İki dedesiyle de çok özel ilişkiler kurmuş ve yakın zamanda ikisini birden kaybetmiş biri olarak filme izlemeden önce biraz düşündüm açıkçası. Neyse ki filmin duygusallığı vurucu değildi ve korktuğum başıma gelmedi. Mehmet Bey'i seyrettikçe iki dedemden de bir şeyler gördüm aslında. Birinin Mehmet Bey gibi manifaturacı olması diğerinin torunuyla kurduğu sıcak ilişkiler ve güler yüzlü hâli bunlara verilebilecek örnekler. Filmle ilgili ciddi anlamda tek eleştirim var ki oda şu; ikinci perdede su yüzüne çıkan siyasal olaylar kısmı biraz fazla uzamış sanki ve ben buralarda biraz sıkıldım açıkçası. Tamam kabul ediyorum Çağan Irmak kendi hikâyesini anlatmış ve istediği gibi şekillendirebilir. Bunu oldukça iyi bir şekilde de başarmış zaten. Ama bir seyirci olarak bu kadar çok siyasi eleştiriden ziyade daha fazla dede-torun ilişkisi seyretmek isterdim. 
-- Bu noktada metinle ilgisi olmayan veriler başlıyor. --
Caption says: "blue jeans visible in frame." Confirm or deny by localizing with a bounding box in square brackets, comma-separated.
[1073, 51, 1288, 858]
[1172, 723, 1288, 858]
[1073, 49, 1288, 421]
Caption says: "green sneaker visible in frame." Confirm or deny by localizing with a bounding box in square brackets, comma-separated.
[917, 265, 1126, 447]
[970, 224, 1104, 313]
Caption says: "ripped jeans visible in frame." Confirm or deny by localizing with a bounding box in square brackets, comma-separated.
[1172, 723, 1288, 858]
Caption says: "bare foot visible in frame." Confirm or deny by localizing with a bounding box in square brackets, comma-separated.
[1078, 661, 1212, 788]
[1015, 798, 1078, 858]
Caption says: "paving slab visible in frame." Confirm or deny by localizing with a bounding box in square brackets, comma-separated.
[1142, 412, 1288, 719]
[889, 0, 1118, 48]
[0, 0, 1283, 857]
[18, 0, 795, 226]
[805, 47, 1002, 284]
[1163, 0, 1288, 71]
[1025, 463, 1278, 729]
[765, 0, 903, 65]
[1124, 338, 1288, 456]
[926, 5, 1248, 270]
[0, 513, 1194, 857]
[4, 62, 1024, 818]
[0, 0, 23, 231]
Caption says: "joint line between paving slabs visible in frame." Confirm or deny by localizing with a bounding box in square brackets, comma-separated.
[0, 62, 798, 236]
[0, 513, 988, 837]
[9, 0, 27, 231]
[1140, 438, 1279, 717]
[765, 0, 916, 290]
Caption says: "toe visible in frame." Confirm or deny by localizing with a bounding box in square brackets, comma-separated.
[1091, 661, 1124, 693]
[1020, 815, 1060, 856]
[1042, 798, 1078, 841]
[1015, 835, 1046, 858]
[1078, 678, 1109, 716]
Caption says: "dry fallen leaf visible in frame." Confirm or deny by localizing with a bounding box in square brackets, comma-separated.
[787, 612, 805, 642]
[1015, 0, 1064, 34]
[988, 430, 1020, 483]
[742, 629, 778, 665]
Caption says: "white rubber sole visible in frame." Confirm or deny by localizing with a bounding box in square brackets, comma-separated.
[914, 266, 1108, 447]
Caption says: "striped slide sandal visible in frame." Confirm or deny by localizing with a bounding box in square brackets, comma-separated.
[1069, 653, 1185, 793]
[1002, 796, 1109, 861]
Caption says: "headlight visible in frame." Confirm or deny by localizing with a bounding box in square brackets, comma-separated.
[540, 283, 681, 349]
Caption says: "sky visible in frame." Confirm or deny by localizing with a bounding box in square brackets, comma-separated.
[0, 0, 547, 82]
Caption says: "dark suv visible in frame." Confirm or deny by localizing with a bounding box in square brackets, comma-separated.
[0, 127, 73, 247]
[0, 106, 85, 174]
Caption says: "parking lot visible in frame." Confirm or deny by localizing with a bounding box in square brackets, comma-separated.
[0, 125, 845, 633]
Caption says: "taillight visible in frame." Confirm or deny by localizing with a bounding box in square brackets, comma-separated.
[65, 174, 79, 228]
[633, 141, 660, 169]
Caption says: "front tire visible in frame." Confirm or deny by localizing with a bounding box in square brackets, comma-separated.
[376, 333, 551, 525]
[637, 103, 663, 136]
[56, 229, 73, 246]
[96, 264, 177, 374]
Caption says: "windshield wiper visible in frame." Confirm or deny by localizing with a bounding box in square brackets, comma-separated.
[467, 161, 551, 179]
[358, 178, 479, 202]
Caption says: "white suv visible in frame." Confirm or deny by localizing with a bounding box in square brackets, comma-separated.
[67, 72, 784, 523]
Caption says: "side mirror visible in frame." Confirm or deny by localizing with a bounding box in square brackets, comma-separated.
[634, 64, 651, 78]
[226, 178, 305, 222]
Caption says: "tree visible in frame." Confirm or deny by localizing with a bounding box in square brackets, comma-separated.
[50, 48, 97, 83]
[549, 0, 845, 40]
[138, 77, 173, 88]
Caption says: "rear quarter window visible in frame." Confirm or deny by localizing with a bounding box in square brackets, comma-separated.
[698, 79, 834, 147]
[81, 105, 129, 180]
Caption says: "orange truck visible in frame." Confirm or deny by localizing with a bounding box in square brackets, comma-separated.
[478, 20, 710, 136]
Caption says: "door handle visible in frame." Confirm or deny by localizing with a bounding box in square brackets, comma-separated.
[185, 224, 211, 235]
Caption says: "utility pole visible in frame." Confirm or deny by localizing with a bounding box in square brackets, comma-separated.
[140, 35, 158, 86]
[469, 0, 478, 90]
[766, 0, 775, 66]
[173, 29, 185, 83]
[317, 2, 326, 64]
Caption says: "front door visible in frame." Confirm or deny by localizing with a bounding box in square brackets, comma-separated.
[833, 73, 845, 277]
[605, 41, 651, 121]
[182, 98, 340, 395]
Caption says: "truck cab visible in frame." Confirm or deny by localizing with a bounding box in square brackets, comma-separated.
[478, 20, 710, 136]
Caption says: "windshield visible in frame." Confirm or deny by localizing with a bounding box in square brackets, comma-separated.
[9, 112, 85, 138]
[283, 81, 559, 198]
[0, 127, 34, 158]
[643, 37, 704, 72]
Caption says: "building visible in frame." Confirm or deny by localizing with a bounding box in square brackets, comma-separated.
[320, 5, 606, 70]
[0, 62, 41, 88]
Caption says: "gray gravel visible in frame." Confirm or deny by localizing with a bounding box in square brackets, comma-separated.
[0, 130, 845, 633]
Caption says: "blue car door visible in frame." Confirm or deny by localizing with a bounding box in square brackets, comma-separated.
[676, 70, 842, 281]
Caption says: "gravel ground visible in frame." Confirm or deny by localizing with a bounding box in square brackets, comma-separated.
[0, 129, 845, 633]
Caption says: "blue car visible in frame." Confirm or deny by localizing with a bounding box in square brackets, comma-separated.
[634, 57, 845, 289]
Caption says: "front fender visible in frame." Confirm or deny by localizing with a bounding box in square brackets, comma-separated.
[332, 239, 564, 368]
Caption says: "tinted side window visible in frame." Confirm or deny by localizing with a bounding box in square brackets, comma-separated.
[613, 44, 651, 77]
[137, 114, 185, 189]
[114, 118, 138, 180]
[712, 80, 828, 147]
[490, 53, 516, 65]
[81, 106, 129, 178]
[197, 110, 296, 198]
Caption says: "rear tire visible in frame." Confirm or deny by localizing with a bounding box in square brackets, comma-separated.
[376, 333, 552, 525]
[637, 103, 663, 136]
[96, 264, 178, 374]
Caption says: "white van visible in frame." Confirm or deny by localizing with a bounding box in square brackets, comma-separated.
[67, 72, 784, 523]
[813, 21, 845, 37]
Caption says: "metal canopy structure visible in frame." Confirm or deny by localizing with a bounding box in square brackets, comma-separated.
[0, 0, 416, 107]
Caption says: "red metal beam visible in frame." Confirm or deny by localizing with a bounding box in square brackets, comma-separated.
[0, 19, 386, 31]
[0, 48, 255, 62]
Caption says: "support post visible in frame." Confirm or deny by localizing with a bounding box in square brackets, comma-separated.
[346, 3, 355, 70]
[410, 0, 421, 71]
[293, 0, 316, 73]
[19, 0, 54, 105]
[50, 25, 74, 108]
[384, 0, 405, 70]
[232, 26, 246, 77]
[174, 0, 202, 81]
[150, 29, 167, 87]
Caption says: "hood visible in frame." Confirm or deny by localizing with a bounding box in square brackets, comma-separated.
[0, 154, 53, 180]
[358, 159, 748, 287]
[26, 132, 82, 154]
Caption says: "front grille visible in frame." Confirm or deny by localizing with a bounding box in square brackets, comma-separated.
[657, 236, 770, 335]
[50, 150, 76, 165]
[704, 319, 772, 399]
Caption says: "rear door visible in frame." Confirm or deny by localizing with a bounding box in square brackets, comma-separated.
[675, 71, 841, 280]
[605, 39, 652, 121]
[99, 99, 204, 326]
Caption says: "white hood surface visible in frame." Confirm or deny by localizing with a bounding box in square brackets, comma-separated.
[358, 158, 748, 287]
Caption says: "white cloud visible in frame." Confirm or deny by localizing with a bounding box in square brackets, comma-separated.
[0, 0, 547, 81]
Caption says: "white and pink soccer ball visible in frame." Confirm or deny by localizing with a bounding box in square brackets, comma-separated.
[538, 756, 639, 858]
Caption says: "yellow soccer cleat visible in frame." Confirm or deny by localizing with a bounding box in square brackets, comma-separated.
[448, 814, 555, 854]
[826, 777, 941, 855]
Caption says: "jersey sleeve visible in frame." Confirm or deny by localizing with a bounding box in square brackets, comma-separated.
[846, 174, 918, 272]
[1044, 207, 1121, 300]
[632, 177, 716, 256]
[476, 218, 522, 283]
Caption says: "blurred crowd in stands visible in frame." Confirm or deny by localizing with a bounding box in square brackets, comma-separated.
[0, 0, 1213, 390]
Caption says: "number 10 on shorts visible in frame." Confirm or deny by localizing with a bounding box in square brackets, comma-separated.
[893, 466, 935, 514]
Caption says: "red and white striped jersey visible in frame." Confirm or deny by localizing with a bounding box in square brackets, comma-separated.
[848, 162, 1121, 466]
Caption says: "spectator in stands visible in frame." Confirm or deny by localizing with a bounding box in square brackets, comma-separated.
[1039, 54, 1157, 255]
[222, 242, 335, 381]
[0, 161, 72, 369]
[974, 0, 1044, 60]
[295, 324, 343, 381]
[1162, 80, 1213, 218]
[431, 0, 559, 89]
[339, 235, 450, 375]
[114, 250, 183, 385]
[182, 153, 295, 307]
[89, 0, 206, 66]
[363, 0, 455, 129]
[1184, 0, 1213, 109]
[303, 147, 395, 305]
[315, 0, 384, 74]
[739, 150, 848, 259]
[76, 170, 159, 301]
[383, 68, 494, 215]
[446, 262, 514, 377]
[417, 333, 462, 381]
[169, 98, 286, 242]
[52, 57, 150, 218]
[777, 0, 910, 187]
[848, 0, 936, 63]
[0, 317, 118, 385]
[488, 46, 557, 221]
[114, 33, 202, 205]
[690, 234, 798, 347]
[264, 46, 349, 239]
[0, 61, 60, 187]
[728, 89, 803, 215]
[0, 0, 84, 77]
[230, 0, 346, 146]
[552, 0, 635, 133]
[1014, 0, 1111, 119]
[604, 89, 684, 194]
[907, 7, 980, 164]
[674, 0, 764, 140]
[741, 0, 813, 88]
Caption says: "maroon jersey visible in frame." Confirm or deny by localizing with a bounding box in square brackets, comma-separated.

Dedemin İnsanları başarılı bir Çağan Irmak filmi olmuş kısacası. Size izlediklerimin içinde en iyi Çağan Irmak filmi diyemem ama en iyilerinden bir tanesi olmuş diyebilirim. Gidip izlenmesi gereken bir film. En kısa zamanda izleyebilmeniz dileğiyle. Şimdiden iyi seyirler hepinize. Günün birinde belki bende kendi dedemin insanlarını yazarım size ve umarım keyifle okursunuz. Yazarım yazarım kesin yazarım. Hatta yazacağım.